Epstein had come across these myths of the ancient Great Race of Yith (as the traditions called them) before, thanks to Schermer. The latter had given him a copy of a number of texts related to them, including one published in 1912 by a certain Reverend Arthur Brooke Winters-Hall. This brochure purported to present a translation of odd markings found on a number of objects excavated in England in the early 1900s; the fragmentary narrative inscribed on these objects, which were dubbed the Eltdown Shards, made reference to this Great Race, describing how they had fled the impending doom of their own world by sending their minds across space to Earth—indeed, some reports said that certain vast ruins out in the Western Australian desert had once been a city of theirs—to inhabit strange new bodies that were said to be somewhat conical with various protruding tentacles. Epstein had always thought that the very description of these conical things would seem to completely defy the accepted rules of evolution, though this description was common to all the texts on the Great Race (and, as Schermer would and did say, the mere fact that they were the accepted rules of evolution did not make them the right ones necessarily).
He left aside the Henryson book for a moment to have a look at another one of the texts which Schermer had photocopied for him. Ah, yes, there it was. The History of the Ritter von Lanzmann and his Descendants, a 60-page booklet that had been published in 1980, written by one Adrian Bronson. In his book Henryson had acknowledged this text as a major source of information; Schermer had somehow managed to procure the already rare Bronson text and copied it for Epstein.
All told, the descendants of Wolfgang Lanzmann were a pretty mediocre bunch. One branch of the family had gone to England in the 1880s and thereafter had little contact with the Austrian line. By that point the Austrian line was declining; they were numerous enough but of mediocre quality. And almost all of them came to have connections (albeit usually in minor positions) with various strands of fin-de-siècle occultism. Some dabbled in theosophy, some in anthroposophy (following Rudolf Steiner’s split from the former); others came to be associated with the O.T.O and Guido von List; and even less reputably, later members of the family would be linked with the Thule Gesellschaft and the Ahnenerbe. Even in England some of the family were members of the Hermetic Order of the Golden Dawn.
While the English branch, which later included Adrian Bronson himself, continued to flourish after a fashion, the First World War did much to decimate the Austrian line’s fortunes—during that time many of the historical records of old Wolfgang Lanzmann were destroyed in a fire, while others were lost while being transported to a more secure location—and the Second served to exterminate them altogether, except for Hugo Lanzmann, who was still said to be living somewhere in Vienna, over a hundred years old. It had been Hugo who disposed of the Tablets to the museum in 1926; he had fallen somewhat under the spell of Rudolf Steiner and Steiner’s own disciple, the mystic Walter Johannes Stein, and had perhaps been influenced by them to do so. At any rate, Hugo had simply gone to the museum one day, presented an attendant with the two Tablets, wrapped in a linen covering, declared that he was giving them the Tablets as he believed they were an evil influence, and left without further explanation. It had taken some detective work to determine that Hugo Lanzmann had been the donor. The Tablets were relegated to a corner of the museum where few visited, and where they exhibited no particular signs of evil influence.

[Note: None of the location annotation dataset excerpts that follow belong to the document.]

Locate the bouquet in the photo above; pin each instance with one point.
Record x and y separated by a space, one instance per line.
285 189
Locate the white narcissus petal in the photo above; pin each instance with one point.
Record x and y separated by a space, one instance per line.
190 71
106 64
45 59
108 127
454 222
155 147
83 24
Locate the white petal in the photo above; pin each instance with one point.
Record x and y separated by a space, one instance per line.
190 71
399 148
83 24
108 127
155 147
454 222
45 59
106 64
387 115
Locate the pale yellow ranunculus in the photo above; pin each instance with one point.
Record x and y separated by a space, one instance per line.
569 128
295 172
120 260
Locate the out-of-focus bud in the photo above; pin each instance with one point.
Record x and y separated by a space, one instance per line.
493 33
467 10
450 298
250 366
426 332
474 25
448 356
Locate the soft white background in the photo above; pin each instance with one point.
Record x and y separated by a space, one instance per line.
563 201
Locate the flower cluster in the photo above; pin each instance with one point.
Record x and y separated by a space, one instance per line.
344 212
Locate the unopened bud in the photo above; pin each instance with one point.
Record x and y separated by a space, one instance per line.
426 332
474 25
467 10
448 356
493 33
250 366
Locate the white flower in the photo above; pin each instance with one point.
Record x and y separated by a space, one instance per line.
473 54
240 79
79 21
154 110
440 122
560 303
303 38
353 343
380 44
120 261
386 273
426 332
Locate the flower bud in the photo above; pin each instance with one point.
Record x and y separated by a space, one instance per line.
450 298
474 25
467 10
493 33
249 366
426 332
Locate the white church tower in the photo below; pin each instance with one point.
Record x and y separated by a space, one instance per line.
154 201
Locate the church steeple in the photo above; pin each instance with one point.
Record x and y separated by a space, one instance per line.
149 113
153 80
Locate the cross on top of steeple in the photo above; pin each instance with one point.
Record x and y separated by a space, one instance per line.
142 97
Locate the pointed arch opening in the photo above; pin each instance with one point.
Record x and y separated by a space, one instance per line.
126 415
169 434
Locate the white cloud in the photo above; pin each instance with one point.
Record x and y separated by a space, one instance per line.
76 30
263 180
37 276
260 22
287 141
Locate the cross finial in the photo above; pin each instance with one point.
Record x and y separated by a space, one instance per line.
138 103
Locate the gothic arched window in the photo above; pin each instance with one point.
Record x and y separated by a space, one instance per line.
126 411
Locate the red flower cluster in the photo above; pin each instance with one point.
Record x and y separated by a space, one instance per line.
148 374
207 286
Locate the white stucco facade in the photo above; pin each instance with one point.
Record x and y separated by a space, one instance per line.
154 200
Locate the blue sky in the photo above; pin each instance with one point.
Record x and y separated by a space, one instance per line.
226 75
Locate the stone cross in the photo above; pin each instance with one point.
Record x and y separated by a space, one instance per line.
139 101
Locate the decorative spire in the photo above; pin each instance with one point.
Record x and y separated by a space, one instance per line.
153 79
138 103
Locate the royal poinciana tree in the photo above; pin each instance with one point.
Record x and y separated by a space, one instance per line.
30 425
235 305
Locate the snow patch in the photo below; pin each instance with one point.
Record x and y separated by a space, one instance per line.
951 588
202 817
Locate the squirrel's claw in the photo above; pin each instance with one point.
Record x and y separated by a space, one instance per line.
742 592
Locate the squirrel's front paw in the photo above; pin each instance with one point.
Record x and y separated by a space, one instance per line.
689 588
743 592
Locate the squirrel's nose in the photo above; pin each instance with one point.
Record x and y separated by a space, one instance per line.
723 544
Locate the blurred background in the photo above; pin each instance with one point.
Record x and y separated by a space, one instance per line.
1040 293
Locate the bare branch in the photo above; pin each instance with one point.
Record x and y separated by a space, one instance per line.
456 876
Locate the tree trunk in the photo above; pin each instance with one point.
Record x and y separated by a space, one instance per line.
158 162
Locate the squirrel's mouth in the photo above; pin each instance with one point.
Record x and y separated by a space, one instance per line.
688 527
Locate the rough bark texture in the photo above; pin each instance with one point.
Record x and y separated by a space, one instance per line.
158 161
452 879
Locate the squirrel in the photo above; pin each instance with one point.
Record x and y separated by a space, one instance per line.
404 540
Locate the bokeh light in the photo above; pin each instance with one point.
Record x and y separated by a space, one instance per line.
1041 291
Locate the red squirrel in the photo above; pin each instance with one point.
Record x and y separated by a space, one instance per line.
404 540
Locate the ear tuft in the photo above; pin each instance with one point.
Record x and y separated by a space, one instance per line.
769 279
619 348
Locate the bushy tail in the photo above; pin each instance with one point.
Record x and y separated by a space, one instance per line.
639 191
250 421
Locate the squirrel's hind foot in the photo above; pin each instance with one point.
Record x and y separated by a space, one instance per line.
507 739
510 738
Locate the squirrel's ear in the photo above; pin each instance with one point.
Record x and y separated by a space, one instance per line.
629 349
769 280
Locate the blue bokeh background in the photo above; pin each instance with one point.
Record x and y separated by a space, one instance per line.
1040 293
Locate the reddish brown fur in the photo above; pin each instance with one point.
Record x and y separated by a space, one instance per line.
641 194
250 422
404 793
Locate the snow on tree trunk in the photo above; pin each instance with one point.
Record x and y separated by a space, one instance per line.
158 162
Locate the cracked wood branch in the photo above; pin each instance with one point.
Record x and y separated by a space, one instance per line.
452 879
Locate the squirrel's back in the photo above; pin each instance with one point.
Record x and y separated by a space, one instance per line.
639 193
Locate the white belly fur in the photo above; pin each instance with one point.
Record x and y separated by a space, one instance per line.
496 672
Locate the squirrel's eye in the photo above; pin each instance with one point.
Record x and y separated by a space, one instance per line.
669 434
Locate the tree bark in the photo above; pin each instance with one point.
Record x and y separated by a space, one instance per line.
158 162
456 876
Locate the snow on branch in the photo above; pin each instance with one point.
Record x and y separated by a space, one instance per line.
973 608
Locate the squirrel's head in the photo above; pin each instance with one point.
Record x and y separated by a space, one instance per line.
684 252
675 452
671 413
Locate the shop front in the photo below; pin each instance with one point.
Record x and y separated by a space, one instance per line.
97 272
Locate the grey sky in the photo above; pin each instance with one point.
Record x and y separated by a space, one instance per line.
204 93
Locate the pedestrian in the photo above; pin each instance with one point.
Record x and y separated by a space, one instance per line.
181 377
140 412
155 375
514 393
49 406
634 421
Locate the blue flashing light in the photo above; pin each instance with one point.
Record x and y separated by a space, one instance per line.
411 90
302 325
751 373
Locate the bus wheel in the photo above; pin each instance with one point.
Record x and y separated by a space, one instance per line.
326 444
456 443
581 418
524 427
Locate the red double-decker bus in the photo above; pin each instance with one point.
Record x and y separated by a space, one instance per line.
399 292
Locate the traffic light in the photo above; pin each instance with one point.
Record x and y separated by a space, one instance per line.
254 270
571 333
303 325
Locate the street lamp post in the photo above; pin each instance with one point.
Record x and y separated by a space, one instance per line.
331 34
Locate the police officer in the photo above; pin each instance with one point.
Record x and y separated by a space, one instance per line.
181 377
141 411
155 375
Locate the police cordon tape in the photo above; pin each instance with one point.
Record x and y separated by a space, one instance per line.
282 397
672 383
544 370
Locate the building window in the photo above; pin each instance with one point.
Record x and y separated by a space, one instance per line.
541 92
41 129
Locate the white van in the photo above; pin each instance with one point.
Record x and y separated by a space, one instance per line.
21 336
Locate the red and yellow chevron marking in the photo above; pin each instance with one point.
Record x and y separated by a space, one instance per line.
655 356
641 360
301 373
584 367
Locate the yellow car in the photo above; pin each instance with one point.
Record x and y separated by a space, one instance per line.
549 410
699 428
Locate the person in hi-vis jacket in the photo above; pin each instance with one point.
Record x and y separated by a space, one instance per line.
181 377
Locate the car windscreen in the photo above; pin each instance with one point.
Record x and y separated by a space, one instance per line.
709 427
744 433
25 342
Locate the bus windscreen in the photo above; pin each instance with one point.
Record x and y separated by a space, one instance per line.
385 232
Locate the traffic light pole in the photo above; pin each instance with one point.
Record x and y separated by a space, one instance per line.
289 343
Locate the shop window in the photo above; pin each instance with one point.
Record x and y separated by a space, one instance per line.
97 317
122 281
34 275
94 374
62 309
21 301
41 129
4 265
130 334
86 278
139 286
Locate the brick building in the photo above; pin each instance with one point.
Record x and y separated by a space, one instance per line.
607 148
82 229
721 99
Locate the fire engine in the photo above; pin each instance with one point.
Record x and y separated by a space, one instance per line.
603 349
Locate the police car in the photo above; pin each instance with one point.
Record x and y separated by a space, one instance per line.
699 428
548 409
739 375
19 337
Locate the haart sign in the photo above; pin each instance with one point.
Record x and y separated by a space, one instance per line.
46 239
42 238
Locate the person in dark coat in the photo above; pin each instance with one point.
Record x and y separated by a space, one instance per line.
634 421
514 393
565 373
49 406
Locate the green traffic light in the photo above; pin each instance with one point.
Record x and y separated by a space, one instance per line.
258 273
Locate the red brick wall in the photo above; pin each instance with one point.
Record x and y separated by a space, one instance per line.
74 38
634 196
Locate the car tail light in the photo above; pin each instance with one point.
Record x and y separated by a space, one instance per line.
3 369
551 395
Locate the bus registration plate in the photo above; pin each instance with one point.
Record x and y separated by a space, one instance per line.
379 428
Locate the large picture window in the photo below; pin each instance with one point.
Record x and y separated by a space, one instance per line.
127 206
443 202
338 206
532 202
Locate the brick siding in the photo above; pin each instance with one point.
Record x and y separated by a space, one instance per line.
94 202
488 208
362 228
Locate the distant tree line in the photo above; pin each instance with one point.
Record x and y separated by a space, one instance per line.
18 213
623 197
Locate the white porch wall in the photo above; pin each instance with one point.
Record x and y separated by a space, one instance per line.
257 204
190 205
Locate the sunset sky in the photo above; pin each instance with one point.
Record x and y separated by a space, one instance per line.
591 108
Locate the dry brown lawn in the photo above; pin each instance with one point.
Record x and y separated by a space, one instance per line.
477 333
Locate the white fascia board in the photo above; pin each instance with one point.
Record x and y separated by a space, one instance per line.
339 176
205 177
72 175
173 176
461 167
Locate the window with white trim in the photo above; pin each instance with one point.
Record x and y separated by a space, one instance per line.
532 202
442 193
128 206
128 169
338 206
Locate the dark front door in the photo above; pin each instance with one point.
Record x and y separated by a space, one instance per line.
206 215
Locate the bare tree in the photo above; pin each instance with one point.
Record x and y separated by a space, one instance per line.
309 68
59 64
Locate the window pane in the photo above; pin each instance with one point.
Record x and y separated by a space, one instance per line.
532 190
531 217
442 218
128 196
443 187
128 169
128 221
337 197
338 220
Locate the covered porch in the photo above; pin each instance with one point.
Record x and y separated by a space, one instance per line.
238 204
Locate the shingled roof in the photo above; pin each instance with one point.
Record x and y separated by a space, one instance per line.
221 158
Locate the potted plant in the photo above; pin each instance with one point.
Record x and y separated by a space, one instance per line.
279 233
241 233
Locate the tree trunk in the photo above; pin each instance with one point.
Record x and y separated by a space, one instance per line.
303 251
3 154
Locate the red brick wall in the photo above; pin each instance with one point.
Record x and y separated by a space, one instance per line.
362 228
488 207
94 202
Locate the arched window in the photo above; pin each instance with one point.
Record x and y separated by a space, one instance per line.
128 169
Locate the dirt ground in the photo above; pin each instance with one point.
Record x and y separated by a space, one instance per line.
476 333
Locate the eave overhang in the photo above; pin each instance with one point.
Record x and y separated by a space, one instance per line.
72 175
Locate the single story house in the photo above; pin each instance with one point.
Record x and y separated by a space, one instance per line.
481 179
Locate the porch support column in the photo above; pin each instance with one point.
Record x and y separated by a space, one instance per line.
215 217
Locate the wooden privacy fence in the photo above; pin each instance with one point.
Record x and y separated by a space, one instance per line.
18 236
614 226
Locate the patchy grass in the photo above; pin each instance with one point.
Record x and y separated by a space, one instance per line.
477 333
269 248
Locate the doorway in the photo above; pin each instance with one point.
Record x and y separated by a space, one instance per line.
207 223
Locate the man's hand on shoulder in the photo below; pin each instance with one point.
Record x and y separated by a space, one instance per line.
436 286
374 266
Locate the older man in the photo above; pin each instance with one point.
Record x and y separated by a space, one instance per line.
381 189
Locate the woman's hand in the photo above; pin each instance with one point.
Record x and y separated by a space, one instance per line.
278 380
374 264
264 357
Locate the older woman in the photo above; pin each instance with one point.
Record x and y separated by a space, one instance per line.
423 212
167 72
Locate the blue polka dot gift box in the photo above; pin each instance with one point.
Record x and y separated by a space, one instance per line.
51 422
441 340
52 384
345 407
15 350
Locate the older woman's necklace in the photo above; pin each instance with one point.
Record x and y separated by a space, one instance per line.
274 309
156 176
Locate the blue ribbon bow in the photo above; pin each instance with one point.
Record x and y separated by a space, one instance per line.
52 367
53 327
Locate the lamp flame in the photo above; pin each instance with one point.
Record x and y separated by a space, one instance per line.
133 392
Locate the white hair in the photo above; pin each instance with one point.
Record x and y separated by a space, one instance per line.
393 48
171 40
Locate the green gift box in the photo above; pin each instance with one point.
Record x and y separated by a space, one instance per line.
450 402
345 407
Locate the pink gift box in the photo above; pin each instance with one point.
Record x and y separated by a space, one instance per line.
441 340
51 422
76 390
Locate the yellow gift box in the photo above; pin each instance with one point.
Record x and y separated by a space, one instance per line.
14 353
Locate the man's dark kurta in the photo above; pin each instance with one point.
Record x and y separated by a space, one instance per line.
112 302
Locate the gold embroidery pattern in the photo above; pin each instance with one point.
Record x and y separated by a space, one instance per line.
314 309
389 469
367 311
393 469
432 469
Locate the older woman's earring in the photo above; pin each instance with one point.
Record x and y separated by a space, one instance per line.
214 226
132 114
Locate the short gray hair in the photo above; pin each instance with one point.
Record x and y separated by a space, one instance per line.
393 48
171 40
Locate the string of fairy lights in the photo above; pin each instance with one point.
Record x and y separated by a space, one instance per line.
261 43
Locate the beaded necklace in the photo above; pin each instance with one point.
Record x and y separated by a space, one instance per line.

Old Wolfgang, though, had been linked with far more interesting occult connections. Apart from sending their minds across space, the myths of the Great Race of Yith also had it that they could send their minds across time as well, and that by an exchange of minds and bodies with other beings were able to learn much about future and past times and places. According to some of the texts on the Great Race which Epstein had been given, there had always existed certain obscure cults who existed to help the minds of the Great Race as they voyaged through millions of years of time in search of suitable temporary bodies in another epoch, and for this help the Great Race would grant various pieces of knowledge. So it was that so many myths of the hidden prehuman history of the Earth had supposedly come down through the ages to humanity.
Adrian Bronson himself was generally sceptical of the whole idea of the Great Race of Yith, but did recount the legend that old Wolfgang had been a member of one of these cults for a number of years up to his death in 1838. This legend stated that this cult had indeed been successful in establishing contact with the Great Race, and that a number of papers from his archive (which Bronson now maintained) had held some of the information obtained thereby. All that survived of this transaction, however, was four pages of peculiar hieroglyphs, and those pages were in as poor a state of repair as some of the Dead Sea Scrolls; it had taken a great amount of negotiation to persuade Bronson to even allow them to be photographed for preservation.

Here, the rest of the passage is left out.